Need Help?

The Collaborative Study on the Genetics of Alcoholism (COGA)

COGA is a family study of alcoholism, in which the subjects have been drawn from the Collaborative Study on the Genetics of Alcoholism (COGA), a large, ongoing family-based study that includes subjects from seven sites around the US. COGA has gathered detailed, standardized data on study participants, including diagnostic and neurophysiological assessments. This project has already proved successful in identifying several genes that influence the risk for alcoholism and neurophysiological endophenotypes, which have been independently replicated. COGA data were included as part of two Genetic Analysis Workshops, and the phenotypes are familiar to the genetics community.

Alcoholic probands were recruited from treatment facilities, assessed by personal interview, and after securing permission, other family members were also assessed. A set of comparison families was drawn from the same communities as the families recruited through an alcoholic proband. Assessment involved a detailed personal interview developed for this project, the Semi-Structured Assessment for the Genetics of Alcoholism (SSAGA), which gathers detailed information on alcoholism related symptoms along with other drugs and psychiatric symptoms. Many participants also came to the laboratories for electroencephalographic studies. Neurophysiological features that have been shown to be useful endophenotypes for which we have linkage and in some cases association results, are included for a subset of the case-control sample: the beta power of the resting electroencephalogram (EEG), the P3(00) amplitude of the visual event-related potential (ERP), and the theta and delta event-related oscillations (EROs) underlying the P3.

As part of COGA, a set of informative families was selected to have Genome-Wide Association data obtained within families. Genotyping was performed using the Illumina Human OmniExpress array 12.VI to genotype 2,282 subjects selected from 118 densely affected families. Genotyping was performed at the Genome Technology Access Center at Washington University School of Medicine in St. Louis. In addition, we also included genotypes for subjects (n=275 subjects) from these 118 families who were genotyped in a previous case-control GWAS using the Illumina 1M array. For quality control purposes, 51 of the 275 subjects were genotyped again on the Illumina Human OmniExpress array at the Washington University School of Medicine core facility.

In addition, exome sequencing data on a subset of individuals with GWAS were added in version 2 (v2).

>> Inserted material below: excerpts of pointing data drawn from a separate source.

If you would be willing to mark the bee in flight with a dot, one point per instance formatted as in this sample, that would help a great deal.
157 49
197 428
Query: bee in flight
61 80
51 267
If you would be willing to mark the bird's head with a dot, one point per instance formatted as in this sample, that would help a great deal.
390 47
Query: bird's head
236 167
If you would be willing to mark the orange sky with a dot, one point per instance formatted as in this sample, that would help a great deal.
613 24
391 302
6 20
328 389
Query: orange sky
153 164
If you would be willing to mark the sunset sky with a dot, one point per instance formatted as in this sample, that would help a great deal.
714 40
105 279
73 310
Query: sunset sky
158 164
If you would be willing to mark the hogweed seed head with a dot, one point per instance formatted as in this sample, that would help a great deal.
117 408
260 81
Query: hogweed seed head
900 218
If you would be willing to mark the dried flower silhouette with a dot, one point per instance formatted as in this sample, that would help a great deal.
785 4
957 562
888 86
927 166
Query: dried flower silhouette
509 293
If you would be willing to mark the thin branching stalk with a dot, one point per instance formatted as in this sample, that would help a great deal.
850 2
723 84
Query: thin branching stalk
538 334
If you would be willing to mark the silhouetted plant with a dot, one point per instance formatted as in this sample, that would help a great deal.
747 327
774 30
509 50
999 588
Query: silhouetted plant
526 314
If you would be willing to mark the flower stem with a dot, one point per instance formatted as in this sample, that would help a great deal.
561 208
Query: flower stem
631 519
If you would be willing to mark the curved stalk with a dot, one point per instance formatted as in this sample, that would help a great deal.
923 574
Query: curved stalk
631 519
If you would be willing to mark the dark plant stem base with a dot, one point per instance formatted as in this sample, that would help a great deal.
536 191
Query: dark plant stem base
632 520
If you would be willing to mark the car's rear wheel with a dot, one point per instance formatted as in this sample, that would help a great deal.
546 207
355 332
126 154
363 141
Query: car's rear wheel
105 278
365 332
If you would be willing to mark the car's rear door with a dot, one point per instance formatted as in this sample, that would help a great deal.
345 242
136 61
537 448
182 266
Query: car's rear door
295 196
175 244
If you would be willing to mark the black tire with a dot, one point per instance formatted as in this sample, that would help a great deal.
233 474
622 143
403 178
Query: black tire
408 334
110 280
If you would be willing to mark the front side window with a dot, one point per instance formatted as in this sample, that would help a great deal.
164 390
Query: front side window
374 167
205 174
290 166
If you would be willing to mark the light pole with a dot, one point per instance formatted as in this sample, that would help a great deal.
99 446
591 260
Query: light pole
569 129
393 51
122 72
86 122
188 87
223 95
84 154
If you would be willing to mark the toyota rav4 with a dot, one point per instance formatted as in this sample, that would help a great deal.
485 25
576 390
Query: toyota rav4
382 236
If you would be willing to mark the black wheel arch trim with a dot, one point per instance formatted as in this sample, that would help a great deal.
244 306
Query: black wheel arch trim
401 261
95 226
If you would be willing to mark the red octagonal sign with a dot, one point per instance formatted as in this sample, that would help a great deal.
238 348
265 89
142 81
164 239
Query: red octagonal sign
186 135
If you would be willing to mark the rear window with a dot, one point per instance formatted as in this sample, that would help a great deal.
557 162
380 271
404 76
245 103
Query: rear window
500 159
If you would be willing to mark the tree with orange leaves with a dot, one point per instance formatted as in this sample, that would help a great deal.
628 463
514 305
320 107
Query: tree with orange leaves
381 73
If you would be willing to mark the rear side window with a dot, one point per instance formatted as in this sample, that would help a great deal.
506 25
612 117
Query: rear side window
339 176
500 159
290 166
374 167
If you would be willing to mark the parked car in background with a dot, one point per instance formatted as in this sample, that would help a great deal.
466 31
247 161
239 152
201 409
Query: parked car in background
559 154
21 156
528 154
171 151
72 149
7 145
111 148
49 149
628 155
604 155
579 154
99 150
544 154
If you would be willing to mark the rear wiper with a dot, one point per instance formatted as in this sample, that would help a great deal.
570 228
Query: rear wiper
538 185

For v2, a subset had 30X Whole Genome Sequencing (WGS) as part of the NIDA Sequencing Initiative. The subset contained two distinct sets: Sibling pairs where one sibling had at least two dependence diagnoses in the set (alcohol, cannabis, cocaine, and opioid), and the other had none, and non-related Case-Control pairs matched for age and ethnicity where the cases had alcohol and at least 2 other dependence diagnoses and controls had none. After sequencing, some sibling pairs are re-classified as half siblings. Three VCF files (small variants, structural variants, and copy number variations) are provided.

Additional substance use variables are made available in v2.

We note that the full sample data are deposited in four dbGaP submissions and the sequenced samples are split across all four:

CIDR: Collaborative Study on the Genetics of Alcoholism Case Control Study [phs000125]. GWAS data on cases (primarily probands) and controls drawn from the families.

Families with highest density of alcohol dependence and/or extreme event-related oscillation data [phs000763]. GWAS data on 119 extended families of European descent are available here, along with extensive documentation.

Study on the Genetics of Alcoholism (COGA): African American Family GWAS [phs000976]. GWAS data on all available COGA families of African descent are available.

COGA: Smokescreen GWAS [phs001208]. GWAS data on all remaining COGA DNA samples, primarily of other racial background, were genotyped on the Smoke Screen array.

A listing of all sequenced pairs is provided in the documentation to facilitate the merging of these samples.